1969, 95 min, 35mm-to-digital
Khue-guan (魁元), a deliveryman living in a cheap apartment, dreams of making it big one day. He happens upon a teenage runaway, Tsing-bi (晴美), and entices her to work at a nightclub to make money for him. Meanwhile, the nightclub hostess, Giok-sian (玉蟬), pays for Khue-guan’s company but has no emotional attachment to him. When Tsing-bi becomes pregnant with Khue-guan’s child, she asks him to marry her but is coldly rejected. Khue-guan proposes to Giok-sian only to be sneered at. Faced with a choice between love and money, Khue-guan must decide what he wants. Through the relationships between a prostitute, a pimp, and a procuress, the film presents a vision of capitalist society in moral decay.
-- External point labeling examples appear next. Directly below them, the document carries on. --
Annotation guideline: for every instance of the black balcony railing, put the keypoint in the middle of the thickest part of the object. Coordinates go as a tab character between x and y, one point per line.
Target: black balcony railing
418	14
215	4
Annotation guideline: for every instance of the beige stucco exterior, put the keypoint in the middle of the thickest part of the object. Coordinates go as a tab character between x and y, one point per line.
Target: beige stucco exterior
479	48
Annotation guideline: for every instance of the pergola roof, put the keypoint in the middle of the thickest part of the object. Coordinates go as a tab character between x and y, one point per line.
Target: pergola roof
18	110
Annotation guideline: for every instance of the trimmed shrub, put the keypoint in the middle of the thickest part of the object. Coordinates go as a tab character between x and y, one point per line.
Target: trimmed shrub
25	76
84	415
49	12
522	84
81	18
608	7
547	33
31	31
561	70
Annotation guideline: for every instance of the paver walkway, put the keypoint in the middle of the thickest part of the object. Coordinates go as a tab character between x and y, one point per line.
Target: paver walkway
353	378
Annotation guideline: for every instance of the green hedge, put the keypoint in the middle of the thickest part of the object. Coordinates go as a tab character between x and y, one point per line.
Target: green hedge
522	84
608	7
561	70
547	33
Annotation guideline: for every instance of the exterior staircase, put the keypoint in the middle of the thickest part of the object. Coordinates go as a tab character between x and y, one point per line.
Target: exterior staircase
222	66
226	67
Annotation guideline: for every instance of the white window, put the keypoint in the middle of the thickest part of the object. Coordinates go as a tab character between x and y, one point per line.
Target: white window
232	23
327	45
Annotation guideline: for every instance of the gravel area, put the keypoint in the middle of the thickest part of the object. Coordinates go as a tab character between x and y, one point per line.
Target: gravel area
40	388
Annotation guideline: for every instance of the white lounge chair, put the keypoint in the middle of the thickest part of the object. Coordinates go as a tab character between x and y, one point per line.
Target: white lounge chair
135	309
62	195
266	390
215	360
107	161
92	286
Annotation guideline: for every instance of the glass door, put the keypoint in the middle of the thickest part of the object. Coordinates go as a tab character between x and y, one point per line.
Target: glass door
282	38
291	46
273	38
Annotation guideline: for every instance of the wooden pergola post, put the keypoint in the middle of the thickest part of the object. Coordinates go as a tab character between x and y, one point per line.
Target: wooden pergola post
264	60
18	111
1969, 84 min, 35mm-to-digital
Tsi-bing (志明) is living a wealthy and successful life. However, when he is manipulated by his mistress into believing that his wife is having an affair, he throws her out of the house. When his mistress vanishes with all his money, Tsi-bing is forced to relocate to a makeshift home with his three children, who take on various jobs such as selling rice dumplings to make ends meet. Will this unfortunate family be reunited one day? The story centers on a man who loses his social and economic status but manages to regain his place in his family through sacrifices, an experience usually assigned to the female protagonists of melodramas. Unlike the prevalent female-centric melodramas of the time, this male-centric narrative was recognized as part of a subgenre of Taiwanese-language melodrama. The depictions of a powerful male figure losing his status before eventually turning his fortunes around, and of a woman who is able to support herself after leaving home, represent the shifting attitudes of the late 1960s.